It's hard to believe that fashionable Roche Harbor at the northern end of San Juan Island was once the most important producer of builder's lime on the West Coast. In 1882 John S. McMillin gained control of the lime company and expanded production. But even in its heyday as a limestone quarrying village, Roche Harbor was known for abundant flowers and welcoming accommodations. McMillin transformed a bunkhouse into private lodgings for his invited guests, who included such notables as Teddy Roosevelt. The guesthouse is now the Hotel de Haro (part of the), which displays period photographs and artifacts in its lobby. The staff has maps of the old quarry, kilns, and the Mausoleum, an eerie Greek-inspired memorial to McMillin.
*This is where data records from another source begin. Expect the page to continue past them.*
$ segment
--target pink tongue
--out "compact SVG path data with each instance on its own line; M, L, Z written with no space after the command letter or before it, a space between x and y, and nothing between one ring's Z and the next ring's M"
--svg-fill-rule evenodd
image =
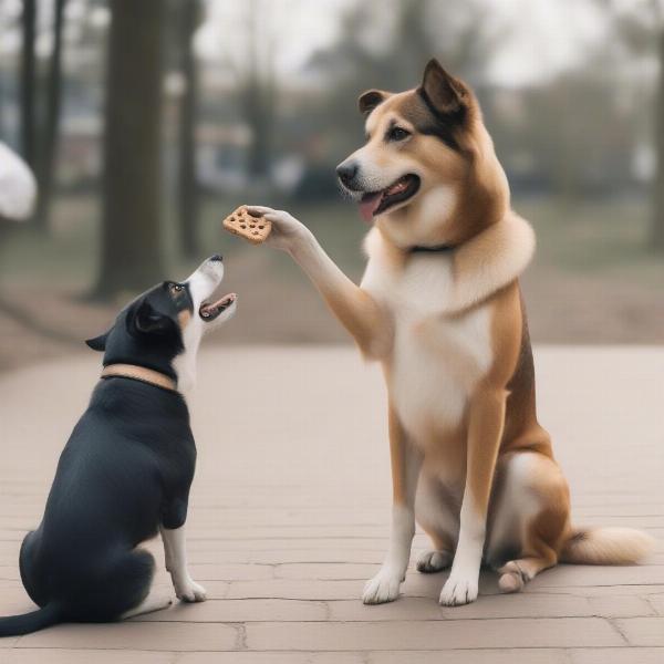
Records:
M371 196L365 196L360 203L360 215L367 222L371 224L373 219L373 214L376 211L377 207L381 205L381 198L383 197L382 193L372 194Z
McMillin's heirs operated the quarries and plant until 1956, when they sold the company to the Tarte family. Although the old lime kilns still stand below the bluff, the company town has become a posh resort. Locals say it took two years for the limestone dust
to wash off the trees around the harbor. McMillin's former home is now a restaurant, and workers' cottages have been transformed into comfortable visitors' lodgings. With its rose gardens, cobblestone waterfront, and well-manicured lawns, Roche Harbor retains the flavor of its days as a hangout for McMillin's powerful friends—especially since the sheltered harbor is very popular with well-to-do pleasure boaters.